The distance MP = $ \sqrt{R^2 - x^2} $
Hollow area created = 2πx×2MP
= $4πx\sqrt{R^2- x^2}$
The area removed due to hole = 2×(area of the cap )
What I did is I calculated solid angle $\Omega$ = ${ πx^2\over {R^2 -x^2}}$
And I took the curved surface area of each cap to be ${ \Omega × 4πR^2\over 4π}$ = $\Omega R^2$ = ${ πx^2R^2\over {R^2 -x^2}}$
So, New Total Surface Area
(TSA) = 4π$R^2$ - 2×area of each cap + hollow area
= 4π$R^2$ - 2×${ πx^2R^2\over {R^2 -x^2}}$ + 4πx$\sqrt{R^2- x^2}$
For this to be maximum, I differentiated this and equated to 0 and after removing denomiator I got
$R^2x^2$ + 2${(R^2 - x^2)}^{5/2}$ = 2$R^2x(R^2 - x^2)$ + 2$x^2(R^2 - x^2)^{3/2}$
Which I am unable to solve further.
Any help , hint or solution would be appreciated.

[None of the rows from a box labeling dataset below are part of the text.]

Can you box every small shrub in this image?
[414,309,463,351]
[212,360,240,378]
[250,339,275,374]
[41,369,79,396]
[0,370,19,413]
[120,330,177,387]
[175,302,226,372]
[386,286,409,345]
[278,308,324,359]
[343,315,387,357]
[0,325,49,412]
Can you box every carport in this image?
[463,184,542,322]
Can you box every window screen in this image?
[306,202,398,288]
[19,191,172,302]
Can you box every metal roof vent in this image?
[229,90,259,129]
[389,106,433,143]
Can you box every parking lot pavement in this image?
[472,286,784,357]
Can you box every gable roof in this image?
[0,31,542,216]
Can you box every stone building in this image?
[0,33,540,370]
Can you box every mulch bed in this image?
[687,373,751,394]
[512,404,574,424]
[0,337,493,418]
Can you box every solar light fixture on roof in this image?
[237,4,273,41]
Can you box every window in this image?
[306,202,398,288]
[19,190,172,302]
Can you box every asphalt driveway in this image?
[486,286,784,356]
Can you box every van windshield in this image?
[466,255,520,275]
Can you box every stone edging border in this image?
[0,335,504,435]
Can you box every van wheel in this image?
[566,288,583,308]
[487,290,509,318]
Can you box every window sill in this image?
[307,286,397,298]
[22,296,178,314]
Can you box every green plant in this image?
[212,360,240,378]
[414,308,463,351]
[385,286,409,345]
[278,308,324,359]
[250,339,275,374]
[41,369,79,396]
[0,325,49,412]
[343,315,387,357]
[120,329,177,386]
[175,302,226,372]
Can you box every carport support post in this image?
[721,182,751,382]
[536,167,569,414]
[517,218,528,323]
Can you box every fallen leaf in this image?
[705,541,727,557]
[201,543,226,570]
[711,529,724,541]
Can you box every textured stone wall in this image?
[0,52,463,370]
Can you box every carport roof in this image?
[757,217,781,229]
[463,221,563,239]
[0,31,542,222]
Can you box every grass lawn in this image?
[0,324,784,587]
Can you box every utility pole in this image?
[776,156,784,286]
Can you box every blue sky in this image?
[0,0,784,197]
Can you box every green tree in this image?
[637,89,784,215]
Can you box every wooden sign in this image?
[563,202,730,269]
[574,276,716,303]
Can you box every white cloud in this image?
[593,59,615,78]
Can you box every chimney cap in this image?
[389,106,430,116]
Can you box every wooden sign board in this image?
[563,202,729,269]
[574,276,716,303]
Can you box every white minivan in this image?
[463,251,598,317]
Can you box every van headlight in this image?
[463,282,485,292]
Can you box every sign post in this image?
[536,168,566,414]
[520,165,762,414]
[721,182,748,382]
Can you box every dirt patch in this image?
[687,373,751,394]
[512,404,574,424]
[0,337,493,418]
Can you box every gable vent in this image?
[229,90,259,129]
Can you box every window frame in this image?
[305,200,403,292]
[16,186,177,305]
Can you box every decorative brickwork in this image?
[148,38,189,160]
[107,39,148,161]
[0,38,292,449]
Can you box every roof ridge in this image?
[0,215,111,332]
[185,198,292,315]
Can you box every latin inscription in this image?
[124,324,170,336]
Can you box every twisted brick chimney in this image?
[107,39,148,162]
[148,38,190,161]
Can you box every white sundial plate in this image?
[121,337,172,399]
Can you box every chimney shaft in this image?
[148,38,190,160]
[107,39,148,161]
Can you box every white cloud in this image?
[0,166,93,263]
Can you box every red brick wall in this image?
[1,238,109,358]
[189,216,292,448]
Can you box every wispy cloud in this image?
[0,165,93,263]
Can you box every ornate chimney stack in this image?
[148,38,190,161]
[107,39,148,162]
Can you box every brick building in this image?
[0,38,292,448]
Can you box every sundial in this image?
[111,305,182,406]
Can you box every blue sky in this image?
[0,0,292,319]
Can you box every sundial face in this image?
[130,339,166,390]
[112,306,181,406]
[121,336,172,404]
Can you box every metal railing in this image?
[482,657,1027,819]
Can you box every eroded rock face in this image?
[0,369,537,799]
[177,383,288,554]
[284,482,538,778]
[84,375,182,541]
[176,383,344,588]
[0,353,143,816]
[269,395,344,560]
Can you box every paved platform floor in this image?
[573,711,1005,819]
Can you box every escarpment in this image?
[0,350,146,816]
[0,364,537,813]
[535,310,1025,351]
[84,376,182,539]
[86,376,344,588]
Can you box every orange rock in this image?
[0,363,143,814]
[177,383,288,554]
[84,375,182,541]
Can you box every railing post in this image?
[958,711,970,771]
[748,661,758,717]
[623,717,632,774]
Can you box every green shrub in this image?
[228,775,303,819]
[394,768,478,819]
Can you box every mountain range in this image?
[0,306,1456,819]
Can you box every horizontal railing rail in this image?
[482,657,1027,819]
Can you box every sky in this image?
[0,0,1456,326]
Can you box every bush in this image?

Also I want to know whether my expression of TSA is right.
Please use the given hint. The surface area of a segment of height $h$ on a sphere of radius $R$ is $2 \pi R h$. Here $h = R - \sqrt{R^2 - x^2}$. There are two such segments removed by drilling the hole.
So surface area removed from the sphere: $4 \pi R^2 - 4 \pi R \sqrt{R^2 - x^2}$
Surface area of the sphere remaining: $4 \pi R \sqrt{R^2 -x^2}$
Surface area of the cylindrical surface through the sphere: $2 \pi x \cdot 2 \sqrt{R^2 - x^2}$
Total surface $S = 4 \pi R \sqrt{R^2 -x^2} + 4 \pi x \sqrt{R^2 - x^2}$
$S = 4 \pi (R + x) \sqrt{R^2 - x^2}$
$ \displaystyle \frac{dS}{dx} = \frac{4 \pi (R^2 - R x - 2x^2)}{\sqrt{R^2- x^2}}$
Solving $R^2 - R x - 2x^2 = 0$, we find that $S$ is maximized when $x = R/2$.